Things were a bit different in college, I guess, when only .edu email holders
were on the site. I'm not sure if that's because it was a safe walled garden
for students to be themselves online or if it was because I had a much higher
ratio of close friends to extended relationships. Either way, as the site has
grown and more Bosses and Grandmas have joined, normally complex people who
interact with me differently than the Boss or Grandma were suddenly forced to
act in a lowest common denominator way.

I'll admit that the reason I left Facebook (late 2009) had little to do with
privacy or advertising and more to do with the fact that most of my friends
stopped posting pictures and self-censored because both Grandma and the Boss
might see it. If I wanted interesting human contact, Facebook was decreasingly
the place to find it.

Anyway, my gripe about the Facebook narrative, in addition to the one you just
brought up, is that Facebook is the de facto place to communicate with anyone.
It's not. It may be the path of least resistance in communicating with those
acquaintances, but there are hundreds of ways to get in touch with people now.
Facebook's grasp of social interaction is less of a stranglehold and more of a
thin curtain that people, for whatever reason, refuse to look behind.

------
c0riander
This reminds me a great deal of the insights of Susan Sontag in her essay _On
Photography._ To wit:

"A way of certifying experience, taking photographs is also a way of refusing
it -- by limiting experience to a search for the photogenic, by converting
experience into an image, a souvenir. Travel becomes a strategy for
accumulating photographs... Most tourists feel compelled to put the camera
between themselves and whatever is remarkable they encounter.

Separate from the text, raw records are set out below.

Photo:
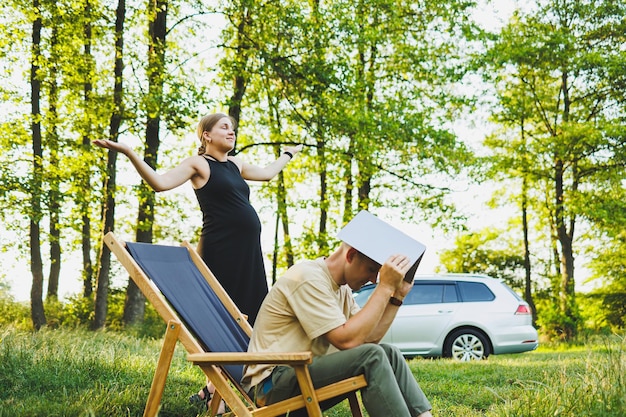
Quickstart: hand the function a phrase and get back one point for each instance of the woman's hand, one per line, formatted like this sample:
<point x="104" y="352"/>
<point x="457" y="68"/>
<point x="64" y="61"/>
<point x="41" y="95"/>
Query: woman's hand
<point x="293" y="149"/>
<point x="114" y="146"/>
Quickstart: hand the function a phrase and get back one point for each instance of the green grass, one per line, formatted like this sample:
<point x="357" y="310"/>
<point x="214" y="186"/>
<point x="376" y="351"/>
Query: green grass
<point x="80" y="373"/>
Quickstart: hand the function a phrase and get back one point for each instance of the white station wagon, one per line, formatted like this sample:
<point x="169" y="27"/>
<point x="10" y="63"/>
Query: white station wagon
<point x="463" y="316"/>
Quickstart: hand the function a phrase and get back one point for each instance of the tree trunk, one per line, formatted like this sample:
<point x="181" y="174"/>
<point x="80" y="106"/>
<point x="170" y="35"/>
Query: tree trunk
<point x="36" y="264"/>
<point x="85" y="178"/>
<point x="54" y="195"/>
<point x="528" y="294"/>
<point x="134" y="307"/>
<point x="108" y="211"/>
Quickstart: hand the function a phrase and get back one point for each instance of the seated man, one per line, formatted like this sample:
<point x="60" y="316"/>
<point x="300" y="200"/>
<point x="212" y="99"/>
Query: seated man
<point x="311" y="308"/>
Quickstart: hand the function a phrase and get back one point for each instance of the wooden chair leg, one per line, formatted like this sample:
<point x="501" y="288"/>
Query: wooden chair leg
<point x="163" y="367"/>
<point x="355" y="407"/>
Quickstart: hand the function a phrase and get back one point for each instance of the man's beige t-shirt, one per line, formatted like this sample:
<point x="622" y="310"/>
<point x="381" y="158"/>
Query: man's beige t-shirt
<point x="304" y="304"/>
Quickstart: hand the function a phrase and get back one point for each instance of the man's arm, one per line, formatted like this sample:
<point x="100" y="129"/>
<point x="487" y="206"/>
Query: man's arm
<point x="389" y="314"/>
<point x="364" y="326"/>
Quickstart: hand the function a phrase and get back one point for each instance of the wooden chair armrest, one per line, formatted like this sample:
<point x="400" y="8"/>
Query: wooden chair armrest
<point x="245" y="358"/>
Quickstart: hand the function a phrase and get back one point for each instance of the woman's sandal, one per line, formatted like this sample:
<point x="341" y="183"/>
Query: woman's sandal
<point x="196" y="400"/>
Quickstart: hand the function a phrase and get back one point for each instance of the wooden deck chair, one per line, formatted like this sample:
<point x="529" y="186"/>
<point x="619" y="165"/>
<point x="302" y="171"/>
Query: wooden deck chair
<point x="200" y="314"/>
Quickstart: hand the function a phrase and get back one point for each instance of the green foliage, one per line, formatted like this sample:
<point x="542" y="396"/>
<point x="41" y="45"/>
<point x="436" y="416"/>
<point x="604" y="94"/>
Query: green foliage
<point x="604" y="310"/>
<point x="479" y="253"/>
<point x="77" y="313"/>
<point x="553" y="323"/>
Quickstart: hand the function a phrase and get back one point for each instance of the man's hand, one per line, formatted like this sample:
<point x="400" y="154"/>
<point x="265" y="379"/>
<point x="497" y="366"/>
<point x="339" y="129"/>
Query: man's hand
<point x="393" y="271"/>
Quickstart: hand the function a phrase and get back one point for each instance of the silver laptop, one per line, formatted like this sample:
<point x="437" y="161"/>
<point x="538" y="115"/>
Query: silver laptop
<point x="379" y="240"/>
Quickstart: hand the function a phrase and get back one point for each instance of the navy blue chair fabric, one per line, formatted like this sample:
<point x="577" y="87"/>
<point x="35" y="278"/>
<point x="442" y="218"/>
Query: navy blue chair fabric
<point x="187" y="291"/>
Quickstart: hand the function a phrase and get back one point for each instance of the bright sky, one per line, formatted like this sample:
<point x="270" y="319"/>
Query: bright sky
<point x="17" y="273"/>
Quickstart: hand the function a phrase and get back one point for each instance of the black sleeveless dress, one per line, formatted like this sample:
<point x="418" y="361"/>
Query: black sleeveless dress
<point x="230" y="243"/>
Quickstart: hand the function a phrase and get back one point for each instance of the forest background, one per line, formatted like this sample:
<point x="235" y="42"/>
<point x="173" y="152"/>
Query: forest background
<point x="399" y="104"/>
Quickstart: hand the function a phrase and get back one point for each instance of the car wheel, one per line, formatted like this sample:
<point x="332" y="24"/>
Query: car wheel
<point x="467" y="345"/>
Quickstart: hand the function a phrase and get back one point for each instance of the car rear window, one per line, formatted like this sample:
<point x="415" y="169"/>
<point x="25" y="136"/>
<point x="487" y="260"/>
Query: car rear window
<point x="475" y="291"/>
<point x="432" y="293"/>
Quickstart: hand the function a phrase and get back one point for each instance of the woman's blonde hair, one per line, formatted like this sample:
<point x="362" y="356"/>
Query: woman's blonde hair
<point x="206" y="124"/>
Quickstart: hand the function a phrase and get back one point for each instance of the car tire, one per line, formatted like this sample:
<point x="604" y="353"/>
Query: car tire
<point x="466" y="345"/>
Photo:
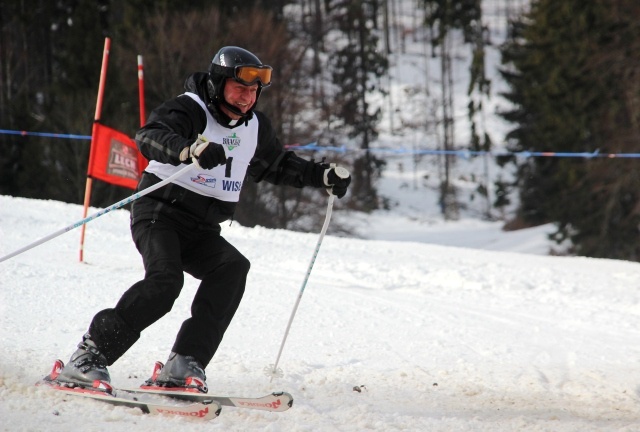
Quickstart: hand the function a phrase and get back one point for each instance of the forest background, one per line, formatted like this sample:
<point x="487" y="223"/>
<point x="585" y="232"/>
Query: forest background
<point x="570" y="70"/>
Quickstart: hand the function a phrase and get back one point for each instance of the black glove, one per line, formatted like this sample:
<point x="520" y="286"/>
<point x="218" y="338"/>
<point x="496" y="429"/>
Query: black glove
<point x="337" y="180"/>
<point x="204" y="154"/>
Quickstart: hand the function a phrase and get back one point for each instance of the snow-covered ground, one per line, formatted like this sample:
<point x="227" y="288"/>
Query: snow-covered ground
<point x="436" y="337"/>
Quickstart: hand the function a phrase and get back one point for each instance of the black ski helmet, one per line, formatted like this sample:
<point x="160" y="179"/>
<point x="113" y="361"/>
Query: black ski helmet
<point x="241" y="65"/>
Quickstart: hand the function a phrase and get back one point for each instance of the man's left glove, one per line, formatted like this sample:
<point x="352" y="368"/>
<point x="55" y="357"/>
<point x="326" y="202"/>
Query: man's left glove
<point x="204" y="154"/>
<point x="337" y="180"/>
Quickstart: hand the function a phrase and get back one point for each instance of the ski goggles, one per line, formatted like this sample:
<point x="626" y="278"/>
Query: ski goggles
<point x="249" y="75"/>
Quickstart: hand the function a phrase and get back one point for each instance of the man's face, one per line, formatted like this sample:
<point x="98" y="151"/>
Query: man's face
<point x="239" y="96"/>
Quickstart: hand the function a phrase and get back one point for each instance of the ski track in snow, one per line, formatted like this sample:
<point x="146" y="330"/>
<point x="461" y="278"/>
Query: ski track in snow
<point x="436" y="338"/>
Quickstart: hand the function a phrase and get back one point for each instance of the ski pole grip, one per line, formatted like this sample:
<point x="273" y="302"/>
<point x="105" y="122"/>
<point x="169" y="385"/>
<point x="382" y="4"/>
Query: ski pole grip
<point x="341" y="172"/>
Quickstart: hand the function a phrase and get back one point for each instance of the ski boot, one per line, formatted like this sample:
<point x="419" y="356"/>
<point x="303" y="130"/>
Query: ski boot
<point x="180" y="373"/>
<point x="87" y="367"/>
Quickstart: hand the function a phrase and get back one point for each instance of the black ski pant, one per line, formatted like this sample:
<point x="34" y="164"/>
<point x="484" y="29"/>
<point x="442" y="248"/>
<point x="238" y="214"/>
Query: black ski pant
<point x="168" y="250"/>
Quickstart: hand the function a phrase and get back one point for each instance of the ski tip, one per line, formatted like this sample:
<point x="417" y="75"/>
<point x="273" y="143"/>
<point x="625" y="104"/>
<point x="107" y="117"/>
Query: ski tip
<point x="284" y="395"/>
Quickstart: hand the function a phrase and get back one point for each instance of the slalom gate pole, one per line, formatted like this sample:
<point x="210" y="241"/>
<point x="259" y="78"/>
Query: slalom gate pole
<point x="272" y="370"/>
<point x="96" y="215"/>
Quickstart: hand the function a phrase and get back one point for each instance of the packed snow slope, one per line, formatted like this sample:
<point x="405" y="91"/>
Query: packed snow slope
<point x="436" y="338"/>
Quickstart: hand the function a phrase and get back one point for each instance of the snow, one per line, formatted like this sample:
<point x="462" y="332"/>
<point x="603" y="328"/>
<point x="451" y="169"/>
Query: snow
<point x="477" y="336"/>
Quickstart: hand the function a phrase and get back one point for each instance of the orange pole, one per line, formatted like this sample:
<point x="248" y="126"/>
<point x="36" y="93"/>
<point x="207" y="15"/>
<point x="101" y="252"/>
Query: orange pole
<point x="143" y="116"/>
<point x="87" y="190"/>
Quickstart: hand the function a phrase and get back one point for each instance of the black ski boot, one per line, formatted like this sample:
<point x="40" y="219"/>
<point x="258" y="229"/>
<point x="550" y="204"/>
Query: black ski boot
<point x="86" y="366"/>
<point x="181" y="371"/>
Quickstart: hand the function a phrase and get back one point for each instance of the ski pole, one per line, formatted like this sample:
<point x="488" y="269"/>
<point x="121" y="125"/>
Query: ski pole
<point x="273" y="370"/>
<point x="96" y="215"/>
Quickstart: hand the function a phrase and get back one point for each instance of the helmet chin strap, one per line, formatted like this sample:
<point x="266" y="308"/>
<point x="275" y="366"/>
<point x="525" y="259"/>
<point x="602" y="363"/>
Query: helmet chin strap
<point x="235" y="110"/>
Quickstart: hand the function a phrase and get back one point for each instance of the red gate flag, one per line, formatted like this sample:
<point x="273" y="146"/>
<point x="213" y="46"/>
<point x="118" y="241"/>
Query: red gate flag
<point x="114" y="157"/>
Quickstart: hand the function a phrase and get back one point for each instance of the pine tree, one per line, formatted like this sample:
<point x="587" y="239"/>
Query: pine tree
<point x="571" y="67"/>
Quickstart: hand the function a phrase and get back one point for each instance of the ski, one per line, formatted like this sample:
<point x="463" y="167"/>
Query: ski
<point x="196" y="392"/>
<point x="104" y="392"/>
<point x="275" y="402"/>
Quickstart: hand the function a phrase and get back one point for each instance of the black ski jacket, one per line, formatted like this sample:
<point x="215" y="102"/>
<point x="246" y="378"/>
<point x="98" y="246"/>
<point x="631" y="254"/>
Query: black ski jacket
<point x="175" y="125"/>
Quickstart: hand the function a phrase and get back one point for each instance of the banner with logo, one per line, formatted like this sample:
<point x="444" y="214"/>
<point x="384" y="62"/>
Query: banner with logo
<point x="114" y="157"/>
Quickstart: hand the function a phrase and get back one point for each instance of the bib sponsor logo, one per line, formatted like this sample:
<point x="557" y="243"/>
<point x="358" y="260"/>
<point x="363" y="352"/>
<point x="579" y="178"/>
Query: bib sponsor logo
<point x="204" y="180"/>
<point x="231" y="141"/>
<point x="231" y="186"/>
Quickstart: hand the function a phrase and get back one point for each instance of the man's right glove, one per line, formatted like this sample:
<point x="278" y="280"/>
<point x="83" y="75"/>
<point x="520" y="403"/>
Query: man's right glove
<point x="337" y="180"/>
<point x="204" y="154"/>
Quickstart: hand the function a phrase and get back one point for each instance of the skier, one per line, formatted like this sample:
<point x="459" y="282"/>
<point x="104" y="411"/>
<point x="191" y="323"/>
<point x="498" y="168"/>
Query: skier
<point x="214" y="126"/>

Unsure of other
responses, they take a picture."

The whole essay is really worth reading - looking specifically at photography,
you could make an argument that our other tools like Facebook are growing to
fill a similar aggressive, certifying role in our culture...

You can find it on Amazon: [http://www.amazon.com/On-Photography-Susan-
Sontag/dp/0312420...](http://www.amazon.com/On-Photography-Susan-
Sontag/dp/0312420099/)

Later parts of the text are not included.